Met dit lid is gebruik gemaakt van de bevoegdheid op grond van artikel 18 lid 5 van de P-wet om de 1e verlaging te verrekenen over maximaal 3 maanden. Van deze mogelijkheid kan gebruik gemaakt worden als er sprake is van bijzondere omstandigheden en het gevolg van het verrekenen in één of twee maanden te ernstig is.
Als er afgezien wordt van het verlagen van de uitkering in verband met het ontbreken van verwijtbaarheid (artikel 18 lid 9 van de P-wet en artikel 20 lid 3 van de Ioaw en Ioaz) dan wordt er geen besluit verstuurd. Het is namelijk geen beslissing in de zin van de Awb, omdat er geen rechtsgevolg is.
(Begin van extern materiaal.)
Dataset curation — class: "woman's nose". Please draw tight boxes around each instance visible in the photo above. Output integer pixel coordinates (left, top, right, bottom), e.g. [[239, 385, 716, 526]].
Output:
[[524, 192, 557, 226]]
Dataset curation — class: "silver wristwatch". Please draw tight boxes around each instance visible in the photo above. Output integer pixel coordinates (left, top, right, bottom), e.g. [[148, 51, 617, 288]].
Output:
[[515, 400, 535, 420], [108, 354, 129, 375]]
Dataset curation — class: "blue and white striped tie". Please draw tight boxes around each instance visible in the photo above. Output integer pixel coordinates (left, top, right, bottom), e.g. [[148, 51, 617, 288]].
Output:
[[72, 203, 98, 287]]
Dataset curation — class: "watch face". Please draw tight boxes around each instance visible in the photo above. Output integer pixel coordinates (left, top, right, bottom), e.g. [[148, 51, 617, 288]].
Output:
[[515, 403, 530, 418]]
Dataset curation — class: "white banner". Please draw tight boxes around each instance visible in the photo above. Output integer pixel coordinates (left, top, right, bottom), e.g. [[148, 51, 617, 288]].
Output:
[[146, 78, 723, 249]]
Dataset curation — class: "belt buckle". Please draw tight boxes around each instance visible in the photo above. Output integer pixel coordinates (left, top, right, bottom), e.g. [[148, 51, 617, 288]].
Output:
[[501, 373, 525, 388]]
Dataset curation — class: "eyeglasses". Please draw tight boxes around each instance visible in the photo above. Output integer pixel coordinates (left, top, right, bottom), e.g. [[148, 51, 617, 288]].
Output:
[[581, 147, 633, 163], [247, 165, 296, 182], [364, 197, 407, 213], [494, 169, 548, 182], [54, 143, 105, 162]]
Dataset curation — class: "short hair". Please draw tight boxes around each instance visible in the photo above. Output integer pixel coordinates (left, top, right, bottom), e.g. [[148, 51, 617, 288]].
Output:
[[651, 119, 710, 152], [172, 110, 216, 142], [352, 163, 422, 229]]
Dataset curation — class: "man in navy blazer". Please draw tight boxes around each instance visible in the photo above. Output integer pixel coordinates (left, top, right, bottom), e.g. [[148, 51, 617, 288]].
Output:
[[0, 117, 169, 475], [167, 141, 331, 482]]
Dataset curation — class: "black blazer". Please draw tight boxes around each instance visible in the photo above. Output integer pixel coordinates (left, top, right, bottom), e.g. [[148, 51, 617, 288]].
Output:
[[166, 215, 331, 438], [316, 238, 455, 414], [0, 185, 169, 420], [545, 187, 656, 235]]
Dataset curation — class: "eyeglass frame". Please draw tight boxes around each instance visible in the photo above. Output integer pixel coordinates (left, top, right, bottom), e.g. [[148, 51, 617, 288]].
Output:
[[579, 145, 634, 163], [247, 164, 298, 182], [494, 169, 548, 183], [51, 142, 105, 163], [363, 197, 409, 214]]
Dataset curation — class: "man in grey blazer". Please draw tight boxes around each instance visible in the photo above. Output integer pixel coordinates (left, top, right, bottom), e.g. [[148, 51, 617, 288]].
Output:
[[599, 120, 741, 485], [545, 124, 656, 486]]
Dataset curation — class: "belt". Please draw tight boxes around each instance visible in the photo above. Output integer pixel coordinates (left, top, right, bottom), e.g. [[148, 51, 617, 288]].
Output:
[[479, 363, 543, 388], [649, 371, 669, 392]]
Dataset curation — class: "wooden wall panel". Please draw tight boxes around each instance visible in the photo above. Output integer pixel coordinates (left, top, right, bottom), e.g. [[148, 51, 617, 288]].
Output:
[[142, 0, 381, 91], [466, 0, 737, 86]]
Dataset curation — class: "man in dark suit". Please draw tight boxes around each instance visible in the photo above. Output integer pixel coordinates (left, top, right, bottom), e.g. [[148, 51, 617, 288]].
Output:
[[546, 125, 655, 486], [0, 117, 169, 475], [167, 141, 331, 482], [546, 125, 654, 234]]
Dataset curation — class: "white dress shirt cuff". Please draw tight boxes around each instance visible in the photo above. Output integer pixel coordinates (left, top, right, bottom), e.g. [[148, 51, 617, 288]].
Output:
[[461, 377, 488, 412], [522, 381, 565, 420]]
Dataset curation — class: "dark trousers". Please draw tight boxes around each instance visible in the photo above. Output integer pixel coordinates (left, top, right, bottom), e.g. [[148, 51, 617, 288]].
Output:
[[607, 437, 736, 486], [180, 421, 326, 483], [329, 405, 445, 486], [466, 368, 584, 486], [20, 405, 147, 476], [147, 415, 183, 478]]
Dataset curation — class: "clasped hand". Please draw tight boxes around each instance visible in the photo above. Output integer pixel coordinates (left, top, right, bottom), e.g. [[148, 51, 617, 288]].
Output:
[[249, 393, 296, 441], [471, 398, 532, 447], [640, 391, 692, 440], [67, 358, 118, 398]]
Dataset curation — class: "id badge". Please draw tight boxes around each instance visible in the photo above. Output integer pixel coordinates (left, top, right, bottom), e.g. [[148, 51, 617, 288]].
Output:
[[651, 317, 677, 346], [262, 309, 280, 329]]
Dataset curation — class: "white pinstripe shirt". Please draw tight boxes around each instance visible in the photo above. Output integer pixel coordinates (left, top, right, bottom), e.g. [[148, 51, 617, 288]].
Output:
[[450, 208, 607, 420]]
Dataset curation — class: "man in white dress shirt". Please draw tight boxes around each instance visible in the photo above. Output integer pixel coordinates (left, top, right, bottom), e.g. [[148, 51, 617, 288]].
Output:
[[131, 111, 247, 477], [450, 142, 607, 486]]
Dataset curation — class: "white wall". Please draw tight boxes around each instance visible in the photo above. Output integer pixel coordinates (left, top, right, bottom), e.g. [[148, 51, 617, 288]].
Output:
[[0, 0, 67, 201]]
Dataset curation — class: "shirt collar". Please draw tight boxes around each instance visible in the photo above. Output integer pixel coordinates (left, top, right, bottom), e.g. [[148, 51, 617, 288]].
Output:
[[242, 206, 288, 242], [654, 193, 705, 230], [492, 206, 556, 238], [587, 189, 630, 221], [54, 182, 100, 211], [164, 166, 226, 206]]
Als het belangrijk is om de belanghebbende wel te laten weten dat er bepaalde verplichtingen niet zijn nagekomen dan kan daarover een brief worden gemaakt en verstuurd. Het afzien in verband met zeer dringende redenen is wel een beslissing in de zin van de Awb. Deze beslissing telt dus wel mee voor de recidive.
Een belanghebbenden die bijvoorbeeld niet ingeschreven staat bij het UWV-WERKbedrijf (1e categorie) en in diezelfde kalendermaand niet meewerkt aan schuldhulpverlening (2e categorie) krijgt een maatregel van 10% + 20% over één maand. Als er tegelijkertijd ook één van de geüniformeerde verplichtingen niet wordt nagekomen is er sprake van één of twee maanden (afhankelijk van de soort verplichting) verlaging met 100%.
Het gaat bijvoorbeeld om een gedraging als het niet doorgeven van een vakantie in het buitenland. Die gedraging kan botsen met de arbeidsverplichting en is tevens een schending van de inlichtingenplicht. Het is een mededeling die van belang is voor het recht op uitkering en daarom op grond van de inlichtingenverplichting moet worden doorgegeven.
Er wordt een waarschuwing gegeven als daar aanleiding voor is. De hoofdregel is dus dat de uitkering wordt verlaagd, maar er kan een waarschuwing worden gegeven.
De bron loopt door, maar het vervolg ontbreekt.